Three months later, Gedeon’s forces arrested five Americans and two other foreign nationals claiming to be on “a government mission” after they were found with a cache of automatic rifles and pistols on the streets of Port-au-Prince.

The men didn’t specify which government had hired them. But at one point, they told officers that “their boss would call our boss.” One of the men arrested, Christopher Osman, was a former Navy SEAL.

It was later revealed that one of the men arrested had previously worked in Haiti as a private security contractor.

Facing charges of illegal arms possession and other crimes in Haiti, the group was swiftly taken out of the country with the help of the U.S. Embassy and the State Department, with the approval of Haiti’s justice minister.

At a news conference a few months later, Moise was publicly asked to address reports that he had hired private military contractors to beef up his security in the midst of escalating violent protests and demands for his resignation.
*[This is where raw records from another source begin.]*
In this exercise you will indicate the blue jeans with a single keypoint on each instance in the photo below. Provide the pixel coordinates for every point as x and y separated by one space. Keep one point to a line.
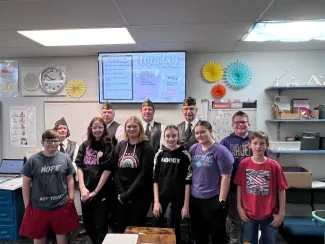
250 231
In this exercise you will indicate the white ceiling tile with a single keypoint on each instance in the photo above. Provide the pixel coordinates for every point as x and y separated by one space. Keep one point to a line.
13 39
64 51
59 14
190 33
295 10
190 47
279 46
165 12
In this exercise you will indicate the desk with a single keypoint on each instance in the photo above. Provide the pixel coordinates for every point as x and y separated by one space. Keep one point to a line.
152 235
11 214
149 230
319 215
156 239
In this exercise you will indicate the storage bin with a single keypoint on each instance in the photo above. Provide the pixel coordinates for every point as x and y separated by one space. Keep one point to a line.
285 145
309 143
298 177
322 143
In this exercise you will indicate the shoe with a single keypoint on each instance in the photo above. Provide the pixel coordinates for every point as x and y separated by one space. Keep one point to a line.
82 233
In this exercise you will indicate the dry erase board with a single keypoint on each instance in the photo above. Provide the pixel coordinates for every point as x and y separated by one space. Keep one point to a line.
221 121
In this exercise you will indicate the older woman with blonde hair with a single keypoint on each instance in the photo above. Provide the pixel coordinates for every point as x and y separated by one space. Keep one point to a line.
133 177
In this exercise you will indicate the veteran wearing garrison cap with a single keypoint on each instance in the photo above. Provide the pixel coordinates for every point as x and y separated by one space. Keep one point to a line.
186 128
114 129
66 146
153 130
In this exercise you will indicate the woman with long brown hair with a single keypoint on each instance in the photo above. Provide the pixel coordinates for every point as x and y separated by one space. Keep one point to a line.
133 177
95 164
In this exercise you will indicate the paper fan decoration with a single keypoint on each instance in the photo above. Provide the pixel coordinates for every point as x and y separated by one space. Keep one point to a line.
212 71
218 91
238 75
76 88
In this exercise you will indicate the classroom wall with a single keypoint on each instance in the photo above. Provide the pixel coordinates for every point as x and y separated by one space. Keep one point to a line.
266 66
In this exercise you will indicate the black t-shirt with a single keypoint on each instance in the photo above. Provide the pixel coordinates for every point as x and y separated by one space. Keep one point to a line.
93 160
133 176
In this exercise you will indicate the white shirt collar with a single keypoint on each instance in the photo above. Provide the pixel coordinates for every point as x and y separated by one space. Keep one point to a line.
151 123
108 125
193 122
65 142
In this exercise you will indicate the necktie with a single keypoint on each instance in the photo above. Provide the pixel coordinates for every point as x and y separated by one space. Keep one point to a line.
188 132
61 148
147 132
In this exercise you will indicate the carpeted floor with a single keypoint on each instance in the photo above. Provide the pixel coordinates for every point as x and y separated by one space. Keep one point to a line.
85 240
74 239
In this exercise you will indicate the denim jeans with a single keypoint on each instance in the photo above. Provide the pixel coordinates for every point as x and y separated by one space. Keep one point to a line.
269 233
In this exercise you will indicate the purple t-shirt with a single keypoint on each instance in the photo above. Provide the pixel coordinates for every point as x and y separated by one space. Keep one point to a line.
207 166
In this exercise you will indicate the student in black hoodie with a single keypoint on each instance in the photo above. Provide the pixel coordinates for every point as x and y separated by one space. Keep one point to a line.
133 175
95 163
172 180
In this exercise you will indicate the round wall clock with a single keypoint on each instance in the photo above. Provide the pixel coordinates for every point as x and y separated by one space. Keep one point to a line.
53 80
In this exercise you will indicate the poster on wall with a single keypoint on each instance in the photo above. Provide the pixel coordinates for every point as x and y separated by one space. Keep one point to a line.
23 126
8 78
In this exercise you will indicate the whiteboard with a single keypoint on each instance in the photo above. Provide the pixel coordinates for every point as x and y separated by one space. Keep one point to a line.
221 121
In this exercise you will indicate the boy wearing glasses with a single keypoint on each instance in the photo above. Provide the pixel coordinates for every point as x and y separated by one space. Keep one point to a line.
48 193
238 144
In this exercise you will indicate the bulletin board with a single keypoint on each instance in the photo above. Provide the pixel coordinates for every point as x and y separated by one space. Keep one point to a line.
221 121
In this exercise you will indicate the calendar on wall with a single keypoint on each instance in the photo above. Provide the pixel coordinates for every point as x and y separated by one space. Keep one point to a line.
221 120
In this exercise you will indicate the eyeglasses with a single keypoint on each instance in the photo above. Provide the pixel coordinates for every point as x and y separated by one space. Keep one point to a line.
52 141
240 122
98 128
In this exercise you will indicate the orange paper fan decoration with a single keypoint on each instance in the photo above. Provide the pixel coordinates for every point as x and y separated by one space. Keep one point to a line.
218 91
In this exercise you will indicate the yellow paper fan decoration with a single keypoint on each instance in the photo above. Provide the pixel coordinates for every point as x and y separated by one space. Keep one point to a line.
76 88
212 71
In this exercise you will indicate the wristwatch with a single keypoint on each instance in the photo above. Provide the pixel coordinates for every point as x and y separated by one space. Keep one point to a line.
222 203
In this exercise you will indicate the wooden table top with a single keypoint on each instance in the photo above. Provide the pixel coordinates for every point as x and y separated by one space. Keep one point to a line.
149 230
156 239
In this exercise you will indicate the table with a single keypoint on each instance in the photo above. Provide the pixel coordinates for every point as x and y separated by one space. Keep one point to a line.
152 235
11 214
156 239
149 230
319 215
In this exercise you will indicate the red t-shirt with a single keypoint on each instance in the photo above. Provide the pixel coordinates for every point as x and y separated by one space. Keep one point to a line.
260 184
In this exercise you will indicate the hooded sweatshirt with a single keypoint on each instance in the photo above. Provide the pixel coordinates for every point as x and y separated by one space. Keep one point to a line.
239 148
133 175
172 171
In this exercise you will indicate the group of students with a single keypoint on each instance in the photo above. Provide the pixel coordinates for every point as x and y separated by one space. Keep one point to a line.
205 183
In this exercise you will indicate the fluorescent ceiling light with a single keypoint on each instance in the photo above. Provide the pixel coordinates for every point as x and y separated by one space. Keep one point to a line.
286 31
78 37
Moise responded that they were there to conduct an evaluation of his security.

Moise had been ruling by decree since January 2020 when he issued an executive order in March declaring a state of emergency, allowing the Haitian government to contract with foreign entities if need be to help with the country’s rising insecurity. The move followed the death of five police officers in a botched anti-gang raid in a seaside slum of the capital, and fellow officers angrily taking to the streets to protest the killings.
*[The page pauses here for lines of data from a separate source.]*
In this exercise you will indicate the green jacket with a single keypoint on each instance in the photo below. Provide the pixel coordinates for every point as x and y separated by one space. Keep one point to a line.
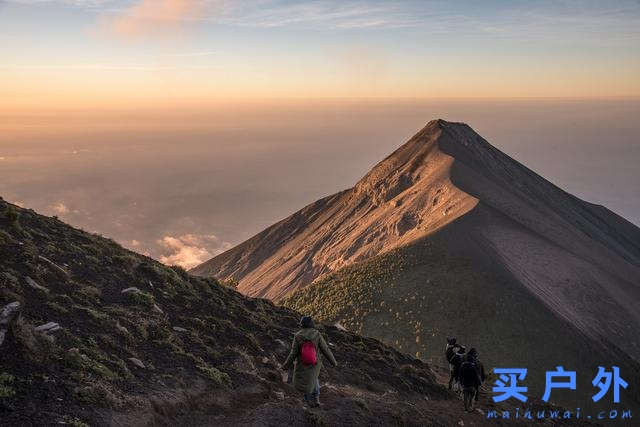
305 376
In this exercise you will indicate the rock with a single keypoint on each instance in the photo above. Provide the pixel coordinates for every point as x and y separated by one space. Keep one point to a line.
137 362
48 328
35 285
55 266
8 313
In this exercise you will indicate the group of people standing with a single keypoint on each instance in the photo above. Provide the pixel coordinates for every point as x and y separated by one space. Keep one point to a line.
466 372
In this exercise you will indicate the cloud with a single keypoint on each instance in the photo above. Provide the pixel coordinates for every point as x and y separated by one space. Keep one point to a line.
154 17
60 208
189 250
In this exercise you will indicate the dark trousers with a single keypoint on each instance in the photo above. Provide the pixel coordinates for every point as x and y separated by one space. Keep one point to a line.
314 396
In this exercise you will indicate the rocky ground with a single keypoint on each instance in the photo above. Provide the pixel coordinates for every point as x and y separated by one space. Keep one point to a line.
93 334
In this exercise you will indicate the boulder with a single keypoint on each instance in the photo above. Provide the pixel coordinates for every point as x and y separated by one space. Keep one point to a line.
47 328
340 327
7 315
55 266
35 285
137 362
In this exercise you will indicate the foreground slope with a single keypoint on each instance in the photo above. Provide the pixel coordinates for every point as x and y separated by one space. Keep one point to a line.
448 235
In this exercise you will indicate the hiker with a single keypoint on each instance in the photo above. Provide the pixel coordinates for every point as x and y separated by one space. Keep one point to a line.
307 364
470 380
473 353
456 361
449 353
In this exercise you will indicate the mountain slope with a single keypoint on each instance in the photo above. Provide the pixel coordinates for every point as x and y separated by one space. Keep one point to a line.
502 257
180 350
437 176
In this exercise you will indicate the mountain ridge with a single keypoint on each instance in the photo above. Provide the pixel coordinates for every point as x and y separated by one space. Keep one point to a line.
492 231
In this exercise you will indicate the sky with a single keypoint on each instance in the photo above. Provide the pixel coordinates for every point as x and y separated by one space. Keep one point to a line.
182 127
117 53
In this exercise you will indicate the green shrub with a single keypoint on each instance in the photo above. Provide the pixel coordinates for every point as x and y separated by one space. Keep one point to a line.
6 385
142 298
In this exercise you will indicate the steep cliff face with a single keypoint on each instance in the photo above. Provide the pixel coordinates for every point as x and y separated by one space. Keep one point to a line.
450 236
93 333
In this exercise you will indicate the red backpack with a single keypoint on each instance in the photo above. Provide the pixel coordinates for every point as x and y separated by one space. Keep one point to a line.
308 353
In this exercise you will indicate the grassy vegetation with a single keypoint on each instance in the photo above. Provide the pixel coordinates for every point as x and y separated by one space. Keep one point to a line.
221 337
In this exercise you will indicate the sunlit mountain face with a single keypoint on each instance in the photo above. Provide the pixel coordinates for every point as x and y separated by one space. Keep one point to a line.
182 186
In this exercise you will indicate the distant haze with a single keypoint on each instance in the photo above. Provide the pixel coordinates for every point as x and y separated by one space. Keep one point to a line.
185 185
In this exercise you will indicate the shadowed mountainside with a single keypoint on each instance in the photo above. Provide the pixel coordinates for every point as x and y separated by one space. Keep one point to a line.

Now, retired Colombian soldiers are suspected of participating in the assassination of Moise. Of 28 people suspected of carrying out the killing, 26 of them are Colombian nationals and two are naturalized Americans of Haitian descent, Haiti’s interim police director Leon Charles told journalists late Thursday.

Colombian authorities on Thursday said at least two of the Colombians implicated in the Haitian president’s assassination are former members of the country’s army.

Colombia Defense Minister Diego Molano said the South American nation had received an official request from Interpol, the international police agency, for information about the Colombian suspects.

Molano said he had instructed Colombian police and the military to collaborate with Haitian authorities “in the face of the alleged participation of Colombians in that abominable act.”

He added Colombia had created a team of experts to help in the investigation.

The head of the Colombian Army also said that he had “received a clear order of the president of the republic Ivan Duque Marquez that we are willing to provide to the national police of Colombia all of the information regarding the events and where these two former members of the public force were involved, in this case the national army.”

On Friday, Duque announced that he was sending a team from Colombia to Haiti to assist authorities. The White House also announced that a team from the FBI and the Department of Homeland Security was on its way to Port-au-Prince to assist.

White House spokeswoman Jen Psaki announced that the Haitian government, currently being led by acting Prime Minister Claude Joseph, had asked for investigative help and security.

“We will be sending senior FBI and DHS officials to Port-au-Prince as soon as possible to assess the situation and how we may be able to assist,” she said.

Haiti Foreign Minister Bocchit Edmond said the government has asked the U.S. to freeze the U.S. assets of anyone who participated or planned the killing.

The use of private security forces in Haiti dates back to the mid to late 1990s when there was an explosive growth in domestic, Haitian-owned and operated private security companies, O’Neill said.

O’Neill said such forces have always been a concern for the U.N.

“A few were legitimate and fulfilled useful services, but many were not,” he said. “They in effect became private police forces, something we at the U.N. at the time worried a lot about because the government, with help from the U.N., was trying to create for the first time in Haitian history a professional police service that was not politicized or under anyone’s control.”